In LVMcache choose the cache mode.
In bcache choose the writethrough mode—it’s slower but more reliable and good enough for nodes.

If you are not using LVM already, implementing either of these will be difficult. If you are not comfortable with careful partitioning setup, I would advise against trying to do it in place and instead copy data somewhere else, then set up LVM and caching, and only then copy data back.

2 Likes

I don’t use lvm unfortunately. I think I need to start e new setup with lvm and lvm cache. I have a lot more of 50tb…
It will be a nightmare :blush: thanks for help.
I will consider xfs too…

Btw for all of you… don’t let your nodes to grow up more than your ram can manage. 2gb per tb is the minimum

You can also play with ZFS and either special devices for storing metadata on SSD, or L2ARC cache for caching metadata on SSDs. L2ARC can even be persistent between reboots and can be hot removed without impacting the array or single disk ZFS setups.

LVMcache is still a better compared to ZFS for storagenode. Everything can be removed and added without any down time. Cache persist between reboot as well. Also benefit of getting near max speed when upgrading drives.
With ZFS once you add a special devices, you can’t remove it. You would need to create a new ZFS and transfer the files over.

1 Like

That much? I have nodes around the 10TB mark and they are really not using much more than about 1 or 2 GB of RAM at any one time?

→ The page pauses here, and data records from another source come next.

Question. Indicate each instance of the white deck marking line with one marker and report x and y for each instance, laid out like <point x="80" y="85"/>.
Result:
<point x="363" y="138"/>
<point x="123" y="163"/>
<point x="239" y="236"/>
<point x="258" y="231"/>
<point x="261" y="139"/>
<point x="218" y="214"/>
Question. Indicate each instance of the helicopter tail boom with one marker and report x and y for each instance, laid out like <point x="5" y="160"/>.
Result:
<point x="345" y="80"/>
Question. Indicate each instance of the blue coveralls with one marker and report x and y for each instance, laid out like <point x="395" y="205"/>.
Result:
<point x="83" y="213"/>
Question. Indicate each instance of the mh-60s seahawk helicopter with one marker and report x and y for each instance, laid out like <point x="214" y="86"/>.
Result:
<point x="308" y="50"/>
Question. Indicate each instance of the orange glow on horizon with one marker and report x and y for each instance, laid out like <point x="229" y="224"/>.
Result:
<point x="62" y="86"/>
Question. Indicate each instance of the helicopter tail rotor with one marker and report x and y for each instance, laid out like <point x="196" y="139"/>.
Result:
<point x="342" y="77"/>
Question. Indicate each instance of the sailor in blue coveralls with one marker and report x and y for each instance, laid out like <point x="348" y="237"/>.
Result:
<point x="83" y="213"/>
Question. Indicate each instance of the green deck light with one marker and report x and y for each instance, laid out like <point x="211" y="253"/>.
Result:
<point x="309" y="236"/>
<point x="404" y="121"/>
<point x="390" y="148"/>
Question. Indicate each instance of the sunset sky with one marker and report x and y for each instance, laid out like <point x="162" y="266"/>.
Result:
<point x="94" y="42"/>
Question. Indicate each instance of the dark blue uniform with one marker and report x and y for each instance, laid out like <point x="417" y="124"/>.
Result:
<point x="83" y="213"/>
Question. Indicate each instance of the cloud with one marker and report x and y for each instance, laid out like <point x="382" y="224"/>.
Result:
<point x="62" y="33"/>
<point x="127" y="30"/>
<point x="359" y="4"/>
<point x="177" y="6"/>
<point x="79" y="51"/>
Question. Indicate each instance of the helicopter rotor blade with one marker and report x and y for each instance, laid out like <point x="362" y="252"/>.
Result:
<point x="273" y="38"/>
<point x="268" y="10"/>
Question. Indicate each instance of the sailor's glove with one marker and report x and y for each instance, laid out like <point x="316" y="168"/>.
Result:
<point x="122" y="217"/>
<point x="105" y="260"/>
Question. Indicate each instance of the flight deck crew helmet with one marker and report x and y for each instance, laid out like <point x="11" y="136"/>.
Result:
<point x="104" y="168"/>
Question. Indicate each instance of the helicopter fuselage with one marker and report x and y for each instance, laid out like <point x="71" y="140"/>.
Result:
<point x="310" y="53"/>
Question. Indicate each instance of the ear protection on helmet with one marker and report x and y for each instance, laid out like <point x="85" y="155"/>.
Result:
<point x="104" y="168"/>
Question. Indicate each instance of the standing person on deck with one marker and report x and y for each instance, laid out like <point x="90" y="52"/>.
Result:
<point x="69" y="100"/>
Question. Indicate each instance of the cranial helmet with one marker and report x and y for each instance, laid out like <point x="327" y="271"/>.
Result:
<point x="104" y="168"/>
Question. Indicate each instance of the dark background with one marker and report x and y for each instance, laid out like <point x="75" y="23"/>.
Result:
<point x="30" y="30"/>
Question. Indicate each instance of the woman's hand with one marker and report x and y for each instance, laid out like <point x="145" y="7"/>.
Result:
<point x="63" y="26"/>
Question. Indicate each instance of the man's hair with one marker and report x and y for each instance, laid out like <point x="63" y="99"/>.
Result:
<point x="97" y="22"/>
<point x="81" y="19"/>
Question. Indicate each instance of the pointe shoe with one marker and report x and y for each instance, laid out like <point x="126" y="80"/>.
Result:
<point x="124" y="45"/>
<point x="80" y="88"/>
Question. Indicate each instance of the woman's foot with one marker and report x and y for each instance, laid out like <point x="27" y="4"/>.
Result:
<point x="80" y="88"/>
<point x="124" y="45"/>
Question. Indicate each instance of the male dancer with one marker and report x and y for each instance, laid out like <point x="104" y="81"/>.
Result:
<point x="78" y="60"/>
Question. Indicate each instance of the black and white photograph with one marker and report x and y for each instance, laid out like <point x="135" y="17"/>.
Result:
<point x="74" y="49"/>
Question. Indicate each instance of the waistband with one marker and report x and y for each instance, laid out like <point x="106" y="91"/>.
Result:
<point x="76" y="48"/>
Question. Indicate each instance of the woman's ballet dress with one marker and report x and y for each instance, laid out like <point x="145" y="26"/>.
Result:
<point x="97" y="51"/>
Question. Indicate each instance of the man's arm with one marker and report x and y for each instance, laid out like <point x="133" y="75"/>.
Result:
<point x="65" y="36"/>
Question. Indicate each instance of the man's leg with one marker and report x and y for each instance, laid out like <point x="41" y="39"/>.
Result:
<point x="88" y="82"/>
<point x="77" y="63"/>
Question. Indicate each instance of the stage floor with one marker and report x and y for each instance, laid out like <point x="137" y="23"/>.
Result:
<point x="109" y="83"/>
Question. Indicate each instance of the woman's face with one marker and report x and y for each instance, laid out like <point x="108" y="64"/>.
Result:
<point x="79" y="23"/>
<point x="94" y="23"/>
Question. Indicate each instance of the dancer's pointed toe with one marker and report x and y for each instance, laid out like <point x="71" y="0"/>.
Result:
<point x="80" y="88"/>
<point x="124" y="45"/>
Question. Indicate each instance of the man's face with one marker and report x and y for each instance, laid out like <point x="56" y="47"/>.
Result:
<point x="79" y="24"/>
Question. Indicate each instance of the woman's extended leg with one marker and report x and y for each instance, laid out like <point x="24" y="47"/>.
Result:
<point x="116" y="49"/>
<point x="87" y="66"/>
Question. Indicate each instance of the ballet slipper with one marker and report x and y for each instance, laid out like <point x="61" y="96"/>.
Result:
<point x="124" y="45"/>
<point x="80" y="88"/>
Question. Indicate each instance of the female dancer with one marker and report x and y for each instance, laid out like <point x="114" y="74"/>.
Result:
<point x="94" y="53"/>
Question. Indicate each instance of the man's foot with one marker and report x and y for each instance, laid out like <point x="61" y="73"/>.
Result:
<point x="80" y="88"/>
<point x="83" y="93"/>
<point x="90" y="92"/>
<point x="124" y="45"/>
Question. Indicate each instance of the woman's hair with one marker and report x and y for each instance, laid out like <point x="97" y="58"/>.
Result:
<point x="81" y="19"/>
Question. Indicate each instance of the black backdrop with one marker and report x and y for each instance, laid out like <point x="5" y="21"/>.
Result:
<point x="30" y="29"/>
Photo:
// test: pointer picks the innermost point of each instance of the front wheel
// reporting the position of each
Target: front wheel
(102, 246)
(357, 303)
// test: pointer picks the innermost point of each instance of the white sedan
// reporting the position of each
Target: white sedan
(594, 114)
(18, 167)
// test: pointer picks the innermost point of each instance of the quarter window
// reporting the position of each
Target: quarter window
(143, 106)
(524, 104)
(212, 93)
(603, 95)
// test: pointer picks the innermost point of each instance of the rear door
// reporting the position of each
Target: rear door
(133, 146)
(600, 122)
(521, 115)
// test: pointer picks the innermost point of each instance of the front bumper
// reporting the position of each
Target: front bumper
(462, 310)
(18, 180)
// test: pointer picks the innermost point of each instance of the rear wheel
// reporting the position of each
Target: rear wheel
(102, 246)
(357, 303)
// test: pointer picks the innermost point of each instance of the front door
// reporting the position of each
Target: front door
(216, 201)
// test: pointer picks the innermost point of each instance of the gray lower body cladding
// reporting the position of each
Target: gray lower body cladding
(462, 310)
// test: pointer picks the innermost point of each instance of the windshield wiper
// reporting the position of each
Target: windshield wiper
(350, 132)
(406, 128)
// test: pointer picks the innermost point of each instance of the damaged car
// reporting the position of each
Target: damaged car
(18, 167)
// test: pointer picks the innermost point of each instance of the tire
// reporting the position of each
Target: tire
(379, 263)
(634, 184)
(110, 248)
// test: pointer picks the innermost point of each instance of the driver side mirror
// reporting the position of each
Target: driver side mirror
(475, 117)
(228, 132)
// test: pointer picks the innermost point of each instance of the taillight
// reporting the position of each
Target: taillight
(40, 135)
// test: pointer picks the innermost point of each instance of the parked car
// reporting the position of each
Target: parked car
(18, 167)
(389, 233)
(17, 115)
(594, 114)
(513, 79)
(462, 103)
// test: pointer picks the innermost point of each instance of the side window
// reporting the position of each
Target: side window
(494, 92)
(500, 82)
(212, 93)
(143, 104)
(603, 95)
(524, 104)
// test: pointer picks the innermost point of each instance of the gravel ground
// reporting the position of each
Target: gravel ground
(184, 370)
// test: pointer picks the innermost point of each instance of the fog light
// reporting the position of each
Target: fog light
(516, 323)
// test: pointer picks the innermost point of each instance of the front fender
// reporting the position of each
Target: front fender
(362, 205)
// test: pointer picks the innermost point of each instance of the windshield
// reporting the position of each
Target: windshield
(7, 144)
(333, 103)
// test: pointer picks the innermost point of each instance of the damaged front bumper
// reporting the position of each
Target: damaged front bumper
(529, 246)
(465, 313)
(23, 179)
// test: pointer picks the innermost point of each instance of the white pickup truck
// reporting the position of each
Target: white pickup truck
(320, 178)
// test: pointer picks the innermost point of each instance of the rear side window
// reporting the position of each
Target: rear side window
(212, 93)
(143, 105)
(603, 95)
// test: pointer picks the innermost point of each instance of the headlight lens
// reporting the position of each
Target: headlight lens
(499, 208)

container itself yes… but if you want to store metadata in RAM for speedup FW, GC… you need more. much more!

2 Likes

I’m playing a little with LVMcache. I have 6 spare 2.5 sata hdd in raid1+0 and I created everything and activated lvmcache in cache mode (4.9T in total… so chunksize set to 8M). I attached a new hdd for testing and everything worked. My question is… if I have a node in sdc simply formatted in ext4 with data, can I attach it to vg without losing data? Or I need to move everything in another hdd and back after attached?
Thanks! we are trying to tuning our nodes :slight_smile:

It is in theory possible to add LVM in-place, but it’s rather dangerous. It’s much safer to make a full copy.

1 Like

You can create the new LVM, and then use

partclone.ext4

to clone regular partition to the LVM. I did this and it works fine.
Requires down time, but still faster than doing a full copy.